Primary sources
The general pattern for converting a non-RDF document is: as a format is parsed, certain “events” fire, each of which is an opportunity to generate RDF triples based on the event and the current location in the document.
Each event indicates what has just been parsed by sending a tag, content, and a dictionary of attributes (only tag is certain to have a value). The particular tags and attributes will be specific to the format and data. For instance, the event that fires for a cell in a CSV file in the column “day” with value “Monday” would send the tag “cell”, the content “Monday”, and the attribute dictionary:
{"id" : "day"}
Along with the tag and attributes, the event sends its location, which for most formats is the list of “parent” events the current event is happening under. If the above event was happening while processing the 22nd row of a file called “some_file.csv”, the location might be (ignore for the moment the “uid” entries):
[
{"tag" : "table", "content" : "", "attributes" : {"id" : "some_file.csv"}, "uid" : "43k2"},
{"tag" : "row", "content" : "", "attributes" : {"id" : "22"}, "uid" : "213j"}
]
No matter the format (CSV, XML, etc), events have the same structure, and in fact the event just described might be this JSON object:
{
"tag" : "cell",
"attributes" : {"id" : "day", "value" : "Monday"},
"location" : [
{"tag" : "table", "attributes" : {"id" : "some_file.csv"}, "uid" : "43k2"},
{"tag" : "row", "attributes" : {"id" : "22"}, "uid" : "213j"}
],
"uid" : "t98f"
}
Again, the possible values for tag will depend on the format (HTML won’t ever have a “row” tag, but might have “div”, “body”, etc), as will the attributes dictionary.

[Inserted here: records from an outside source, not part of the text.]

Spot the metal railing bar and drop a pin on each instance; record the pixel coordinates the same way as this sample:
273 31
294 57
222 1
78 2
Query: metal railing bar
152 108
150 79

The goal is to decide what RDF triples to generate when seeing an event. This involves specifying rules that 1) can be determined if they match the event, and 2) describe the RDF triple(s) to create from it. Here is an example of a match portion:
{
"tag" : ["cell"],
"attributes" : {"id" : ["day"]}
}
Note how it constrains the tag and the attribute “id” by giving a list of acceptable values.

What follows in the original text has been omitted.